At the graduate ceremony, Marymount’s first Majella Berg Medal was presented to Rose Benté Lee. The medal was established in 2008 as the University’s highest honor. It will be awarded periodically in recognition of outstanding accomplishments that are consonant with Marymount’s mission. Mrs. Lee, who has served on the University’s Board of Trustees for more than two decades and been a generous supporter of many MU projects, was honored for her dedication to Marymount University’s mission, her lifelong devotion to the Catholic Church, and her commitment to helping others.
A theme that emerged at both ceremonies was the importance of having strong values and a commitment to service. At the undergraduate ceremony, Gwen Ifill commented on recent historic firsts, including the election of the first African-American president and the role that the college-age generation played in the process. She applauded their involvement, but said, “True history is not about firsts. It’s about the maturing of an entire generation that stepped up to the plate. …This is an era of possibility, and you were part of it, no matter what candidate you voted for.” She added that life would be full of such “breakthrough moments” and told Marymount’s Class of 2009, “Yours was a values-based education, so you know your values and are prepared to defend them. …When something really matters to you, you have to speak up.” Ms. Ifill concluded her address by urging the graduates to “rise to the challenges, make hard choices, and apply learned lessons well.” Above all, she said, “Understand that learning does not end here today; it is just beginning.”

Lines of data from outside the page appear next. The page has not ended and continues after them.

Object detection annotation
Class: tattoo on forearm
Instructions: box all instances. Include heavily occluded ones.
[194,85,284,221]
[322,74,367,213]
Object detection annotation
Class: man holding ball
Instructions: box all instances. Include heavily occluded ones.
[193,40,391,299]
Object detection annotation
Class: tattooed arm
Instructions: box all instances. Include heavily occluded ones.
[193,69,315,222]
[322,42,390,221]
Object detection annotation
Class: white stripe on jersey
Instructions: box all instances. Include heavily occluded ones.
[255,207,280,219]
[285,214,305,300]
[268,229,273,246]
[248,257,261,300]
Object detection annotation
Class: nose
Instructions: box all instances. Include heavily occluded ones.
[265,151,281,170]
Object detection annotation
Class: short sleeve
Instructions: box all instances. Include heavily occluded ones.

At the graduate ceremony, Mr. Kimmitt also discussed values and the changing times. He noted, “It’s said that the only constant your generation will face is change; I would say ‘the only constant you will face is accelerating change.’ Change is hard, but no other people are better able to deal with it than Americans, and we will rise to the challenge.” He told the graduates that they are well prepared for their professional pursuits, saying, “Marymount has given you the training and experience to seize opportunities. …You have a first-class degree from a first-class institution.” Mr. Kimmitt also pointed out that “a life well led involves service to others.” He concluded his remarks by telling the Class of 2009, “We’re proud of you; we’re counting on you.”
Student speakers Brendan Bell (Communication/Theology and Religious Studies), who spoke for the undergraduate class, and Thomas Burke (M.B.A.), who spoke on behalf of the graduate students, expressed gratitude to family, friends, and the University community.
Recognition Day Honors
A number of student awards were presented at the 2009 Recognition Day ceremony, held the evening before Commencement.
- The Bishop Ireton Award, for having the greatest influence of good on one’s companions, was presented to Geoffrey Kamau (Nursing) and Steven Krzanowski (Communication).
- The Sister Majella Berg Service Award, for the most significant contribution in the area of community service, went to Rachael Shumaker (Communication).
- The Mother Butler Gold Medal, for the greatest devotion to the ideals of Marymount, was awarded to Yen Le (Information Technology).